Batches Utils

This page describes BatchVectorizer class.

class artm.BatchVectorizer(batches=None, collection_name=None, data_path='', data_format='batches', target_folder='', batch_size=1000, batch_name_type='code', data_weight=1.0)
__init__(batches=None, collection_name=None, data_path='', data_format='batches', target_folder='', batch_size=1000, batch_name_type='code', data_weight=1.0)
Parameters:
  • collection_name (str) – the name of text collection (required if data_format == ‘bow_uci’)
  • data_path (str) –
    1. if data_format == ‘bow_uci’ => folder containing ‘docword.collection_name.txt’ and vocab.collection_name.txt files; 2) if data_format == ‘vowpal_wabbit’ => file in Vowpal Wabbit format; 3) if data_format == ‘plain_text’ => file with text; 4) if data_format == ‘batches’ => folder containing batches
  • data_format (str) – the type of input data: 1) ‘bow_uci’ — Bag-Of-Words in UCI format; 2) ‘vowpal_wabbit’ — Vowpal Wabbit format; 3) ‘batches’ — the BigARTM data format
  • batch_size (int) – number of documents to be stored in each batch
  • target_folder (str) – full path to folder for future batches storing
  • batches (list of str) – list with non-full file names of batches (necessary parameters are batches + data_path + data_fromat==’batches’ in this case)

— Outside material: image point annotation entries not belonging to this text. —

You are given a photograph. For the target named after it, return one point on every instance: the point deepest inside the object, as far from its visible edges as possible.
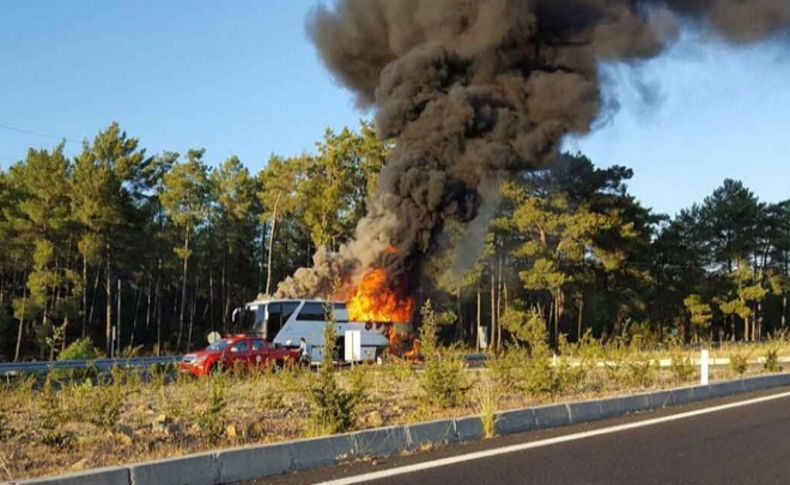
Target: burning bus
(284, 322)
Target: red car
(236, 352)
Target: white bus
(284, 322)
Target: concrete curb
(259, 461)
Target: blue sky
(241, 78)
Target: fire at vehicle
(285, 322)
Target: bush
(640, 374)
(80, 349)
(486, 397)
(738, 363)
(334, 409)
(506, 369)
(539, 376)
(443, 377)
(52, 418)
(212, 419)
(772, 361)
(105, 405)
(682, 368)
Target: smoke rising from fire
(472, 90)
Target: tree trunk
(746, 325)
(21, 320)
(271, 245)
(224, 290)
(499, 306)
(192, 309)
(158, 310)
(96, 282)
(459, 328)
(108, 306)
(493, 309)
(148, 292)
(134, 319)
(183, 289)
(65, 333)
(581, 317)
(84, 295)
(118, 319)
(479, 314)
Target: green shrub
(212, 419)
(80, 349)
(5, 430)
(334, 409)
(639, 374)
(738, 363)
(105, 405)
(772, 361)
(486, 396)
(506, 369)
(540, 377)
(681, 367)
(443, 378)
(52, 418)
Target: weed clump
(443, 378)
(681, 367)
(52, 418)
(486, 397)
(105, 405)
(80, 349)
(334, 409)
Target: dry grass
(78, 425)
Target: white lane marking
(547, 442)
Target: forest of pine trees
(164, 246)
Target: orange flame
(375, 301)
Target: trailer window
(240, 346)
(341, 314)
(275, 321)
(258, 345)
(313, 312)
(288, 309)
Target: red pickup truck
(240, 352)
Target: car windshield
(218, 345)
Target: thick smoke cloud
(474, 89)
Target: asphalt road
(743, 445)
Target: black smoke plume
(472, 90)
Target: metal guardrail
(11, 368)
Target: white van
(284, 322)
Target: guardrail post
(704, 367)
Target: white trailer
(284, 322)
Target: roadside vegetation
(164, 246)
(61, 423)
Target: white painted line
(547, 442)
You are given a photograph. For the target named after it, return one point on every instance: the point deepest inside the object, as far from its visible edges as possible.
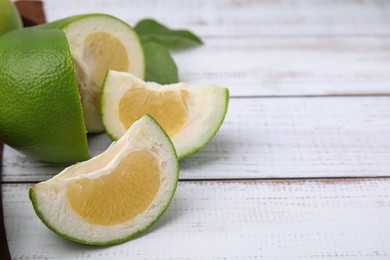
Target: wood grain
(290, 66)
(233, 220)
(4, 250)
(244, 17)
(273, 138)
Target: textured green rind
(64, 23)
(9, 17)
(40, 107)
(213, 132)
(33, 198)
(102, 91)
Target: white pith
(207, 106)
(51, 198)
(76, 33)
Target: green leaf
(160, 66)
(151, 30)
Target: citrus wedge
(99, 42)
(116, 195)
(191, 115)
(40, 109)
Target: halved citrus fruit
(99, 42)
(116, 195)
(40, 108)
(191, 115)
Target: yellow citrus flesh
(169, 108)
(103, 52)
(119, 196)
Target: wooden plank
(244, 18)
(273, 138)
(290, 66)
(233, 220)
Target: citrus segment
(115, 202)
(99, 42)
(169, 108)
(99, 56)
(120, 196)
(191, 115)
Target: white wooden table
(299, 170)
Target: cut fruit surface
(40, 109)
(99, 42)
(191, 115)
(116, 195)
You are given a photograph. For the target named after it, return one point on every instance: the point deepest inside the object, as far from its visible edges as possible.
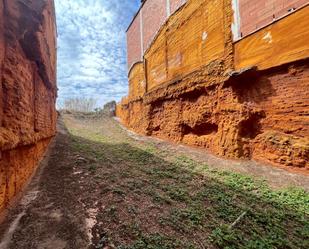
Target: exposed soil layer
(102, 186)
(252, 114)
(27, 90)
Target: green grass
(195, 205)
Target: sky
(92, 48)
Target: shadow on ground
(150, 199)
(101, 185)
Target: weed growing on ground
(157, 200)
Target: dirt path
(102, 187)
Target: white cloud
(92, 49)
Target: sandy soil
(79, 198)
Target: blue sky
(92, 48)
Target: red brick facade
(257, 14)
(153, 16)
(176, 4)
(134, 46)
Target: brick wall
(134, 45)
(257, 14)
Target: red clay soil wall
(27, 91)
(243, 100)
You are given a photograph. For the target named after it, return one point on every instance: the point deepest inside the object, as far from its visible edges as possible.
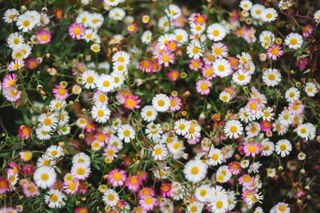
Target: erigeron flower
(311, 89)
(233, 129)
(293, 41)
(161, 102)
(306, 131)
(81, 171)
(11, 15)
(202, 193)
(283, 147)
(159, 152)
(15, 40)
(216, 32)
(271, 77)
(194, 50)
(110, 197)
(269, 15)
(222, 67)
(215, 157)
(292, 94)
(100, 113)
(195, 171)
(55, 199)
(126, 133)
(44, 177)
(316, 16)
(149, 113)
(256, 11)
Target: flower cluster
(114, 106)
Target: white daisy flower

  • batch_name_type (str) – name batches in natural order (‘code’) or using random guids (guid)
  • data_weight (float) – weight for a group of batches from data_path; it can be a list of floats, then data_path (and target_folder if not data_format == ‘batches’) should also be lists; one weight corresponds to one path from the data_path list;
batch_size
Returns:the user-defined size of the batches
batches_list
Returns:list of batches names
data_path
Returns:the disk path of batches
num_batches
Returns:the number of batches
weights
Returns:list of batches weights